23 Maar de levieten zullen de dienst bij de openbaringstent verrichten, en daarvoor verantwoordelijk zijn; dit is een eeuwige wet van geslacht tot geslacht. Zij zullen onder de Israëlieten geen erfdeel ontvangen;
But the Levites shall do the service of the tabernacle of the congregation, and they shall bear their iniquity: [It shall be] a statute for ever throughout your generations, that among the children of Israel they have no inheritance.
24 want de tienden der Israëlieten, die zij als cijns aan Jahweh moeten opbrengen, geef Ik aan de levieten tot erfdeel. Daarom heb Ik aangaande hen bepaald: Zij zullen geen erfdeel verkrijgen onder Israëls kinderen.
But the tithes of the children of Israel, which they offer [as] a heave-offering to the LORD, I have given to the Levites to inherit: therefore I have said to them, Among the children of Israel they shall have no inheritance.
25 Jahweh sprak tot Moses:
And the LORD spoke to Moses, saying,
26 Beveel de levieten, en zeg hun: Wanneer gij van de Israëlieten de tienden ontvangt, die Ik u als uw erfdeel heb gegeven, dan moet gij daarvan een cijns aan Jahweh afdragen, de tienden namelijk van die tienden;
Thus speak to the Levites, and say to them, When ye take of the children of Israel the tithes which I have given you from them for your inheritance, then ye shall offer up a heave-offering of it for the LORD, [even] a tenth [part] of the tithe.
27 dit zal worden beschouwd als uw cijns van het koren op de dorsvloer, en van de wijn uit de perskuip.
And [this] your heave-offering shall be reckoned to you, as though [it were] the corn of the threshing-floor, and as the fullness of the wine-press.
28 Dus ook gij moet uw cijns aan Jahweh afdragen, en wel van al uw tienden, die gij van de Israëlieten ontvangt; deze cijns aan Jahweh moet gij aan den priester Aäron afstaan.
Thus ye also shall offer a heave-offering to the LORD of all your tithes which ye receive of the children of Israel; and ye shall give of them the LORD'S heave-offering to Aaron the priest.
29 Van al wat gij ontvangt moet gij de volle cijns aan Jahweh brengen, en de heilige gaven moeten het beste deel daarvan zijn.

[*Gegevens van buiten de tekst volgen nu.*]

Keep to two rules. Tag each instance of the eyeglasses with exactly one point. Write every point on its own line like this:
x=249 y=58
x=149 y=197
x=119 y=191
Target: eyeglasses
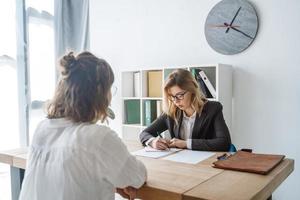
x=178 y=96
x=113 y=90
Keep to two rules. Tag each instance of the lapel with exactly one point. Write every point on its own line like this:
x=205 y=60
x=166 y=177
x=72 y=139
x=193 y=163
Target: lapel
x=177 y=127
x=198 y=124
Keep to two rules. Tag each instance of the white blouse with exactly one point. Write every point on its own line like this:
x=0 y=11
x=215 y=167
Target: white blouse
x=186 y=129
x=75 y=161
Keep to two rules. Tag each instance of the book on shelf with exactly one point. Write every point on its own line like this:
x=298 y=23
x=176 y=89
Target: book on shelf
x=208 y=84
x=150 y=113
x=132 y=111
x=158 y=108
x=136 y=84
x=154 y=83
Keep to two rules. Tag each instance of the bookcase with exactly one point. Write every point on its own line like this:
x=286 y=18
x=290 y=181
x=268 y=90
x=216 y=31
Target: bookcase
x=142 y=92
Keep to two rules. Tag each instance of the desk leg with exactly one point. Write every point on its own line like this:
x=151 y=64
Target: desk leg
x=16 y=175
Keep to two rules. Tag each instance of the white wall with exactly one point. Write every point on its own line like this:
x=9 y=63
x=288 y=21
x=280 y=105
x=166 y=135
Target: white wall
x=143 y=34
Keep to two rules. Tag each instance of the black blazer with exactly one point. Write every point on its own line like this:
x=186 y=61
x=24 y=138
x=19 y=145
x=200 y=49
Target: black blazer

Out of all your gifts ye shall offer every heave-offering of the LORD, of all the best of it, [even] its hallowed part out of it.
30 Ge moet hun dus zeggen: Slechts wanneer gij het beste deel daarvan afdraagt, zal dit de levieten worden aangerekend als de opbrengst van dorsvloer en perskuip.
Therefore thou shalt say to them, When ye have heaved from it the best of it, then it shall be counted to the Levites as the increase of the threshing-floor, and as the increase of the wine-press.
31 De rest moogt ge met uw gezinnen op alle plaatsen eten; want het is het loon voor uw dienst bij de openbaringstent.
And ye shall eat it in every place, ye and your households: for it [is] your reward for your service in the tabernacle of the congregation.
32 Wanneer gij maar het beste deel afdraagt, zult ge geen schuld op u laden, de heilige gaven der Israëlieten niet ontwijden, en niet sterven.
And ye shall bear no sin by reason of it, when ye have heaved from it the best of it: neither shall ye pollute the holy things of the children of Israel, lest ye die.